To smutne, że polski oficer zdradza ojczyznę dla niskich pobudek - powiedział w "Jeden na jeden" wicepremier Janusz Piechociński, komentując zarzut pracy na rzecz obcego wywiadu, jak usłyszał w czwartek oficer Wojska Polskiego. Taki zarzut postawiono także drugiej zatrzymanej osobie - prawnikowi jednej z warszawskich firm.
Piechociński powiedział, że obie te osoby współpracowały z obcym wywiadem z kierunku wschodniego.
W opinii wicepremiera, naturalnym ruchem - jeśli potwierdzą się wszystkie informacje na temat szpiegostwa - będzie wydalenie z Polski rosyjskich dyplomatów.
- Pewnie w odpowiedzi kilku naszych dyplomatów może wrócić do kraju - powiedział Piechociński.
Dodał, że wydalenie dyplomatów to rutynowe działania.
- To się zdarza. Smutne jest natomiast to, że z niskich pobudek, jeden z oficerów Wojska Polskiego, zdradził - stwierdził wicepremier.
Jego zdaniem, tak można określić korzyści finansowe.
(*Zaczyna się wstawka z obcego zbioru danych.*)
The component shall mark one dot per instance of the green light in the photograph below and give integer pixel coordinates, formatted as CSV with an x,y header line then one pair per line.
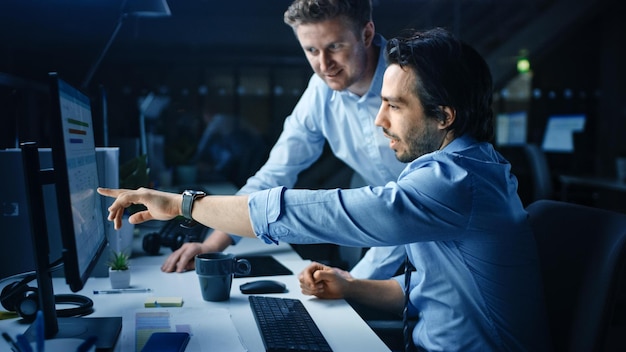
x,y
523,65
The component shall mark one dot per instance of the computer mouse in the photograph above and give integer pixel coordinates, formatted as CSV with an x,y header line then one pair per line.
x,y
263,286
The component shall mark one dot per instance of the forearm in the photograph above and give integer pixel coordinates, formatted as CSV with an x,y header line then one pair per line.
x,y
217,241
386,295
225,213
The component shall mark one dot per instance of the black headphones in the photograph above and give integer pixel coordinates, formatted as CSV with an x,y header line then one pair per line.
x,y
23,299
Zwłaszcza, jeśli - jak podkreślił Piechociński - wcześniej złożyło się przysięgę wierności ojczyźnie, jak to ma miejsce w wojsku.
Dopytywany, czy służby specjalne powinny prześwietlić kontrakty informatyczne firmy powiązanej z rosyjskim konsulem honorowym, która wygrała przetargi na obsługę systemów informatycznych polskich urzędów, powiedział, że jest przekonany, iż służby weryfikują wiele kontraktów informatycznych.
Zatrzymanie i zarzut
W czwartek zarzut pracy na rzecz obcego wywiadu usłyszeli cywil i wojskowy, zatrzymani w środę przez ABW Są to starszy stopniem oficer Wojska Polskiego, który pracował w MON oraz prawnik.
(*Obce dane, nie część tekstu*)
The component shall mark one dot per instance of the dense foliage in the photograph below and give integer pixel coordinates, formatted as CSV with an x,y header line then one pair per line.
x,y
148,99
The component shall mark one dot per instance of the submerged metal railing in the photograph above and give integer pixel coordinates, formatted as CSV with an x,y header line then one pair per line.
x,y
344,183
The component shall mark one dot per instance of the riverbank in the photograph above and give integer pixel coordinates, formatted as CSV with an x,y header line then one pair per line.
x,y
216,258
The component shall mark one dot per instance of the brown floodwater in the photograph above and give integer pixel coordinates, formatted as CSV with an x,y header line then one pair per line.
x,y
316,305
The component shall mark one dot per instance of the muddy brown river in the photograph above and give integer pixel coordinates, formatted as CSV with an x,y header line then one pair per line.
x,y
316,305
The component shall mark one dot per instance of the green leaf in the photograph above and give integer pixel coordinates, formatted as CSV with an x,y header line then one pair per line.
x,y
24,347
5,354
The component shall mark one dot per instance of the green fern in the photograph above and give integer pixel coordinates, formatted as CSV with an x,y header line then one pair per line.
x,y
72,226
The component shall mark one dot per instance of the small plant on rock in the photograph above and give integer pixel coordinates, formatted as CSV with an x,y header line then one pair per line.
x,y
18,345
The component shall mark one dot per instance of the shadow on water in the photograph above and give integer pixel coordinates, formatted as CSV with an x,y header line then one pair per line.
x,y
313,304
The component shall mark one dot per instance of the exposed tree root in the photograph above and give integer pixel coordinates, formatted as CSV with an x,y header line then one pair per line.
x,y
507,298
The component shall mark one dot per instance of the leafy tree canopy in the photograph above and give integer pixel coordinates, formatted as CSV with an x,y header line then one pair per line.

Jak ustalił portal tvn24.pl, pracuje on w jednej z warszawskich kancelarii zajmujących się "kwestiami obrotu gospodarczego".
Prokuratorzy podejrzewają, że mógł współpracować z GRU, czyli Głównym Zarządem Wywiadowczym Sztabu Generalnego Federacji Rosyjskiej, jednej z pięciu rosyjskich służb specjalnych.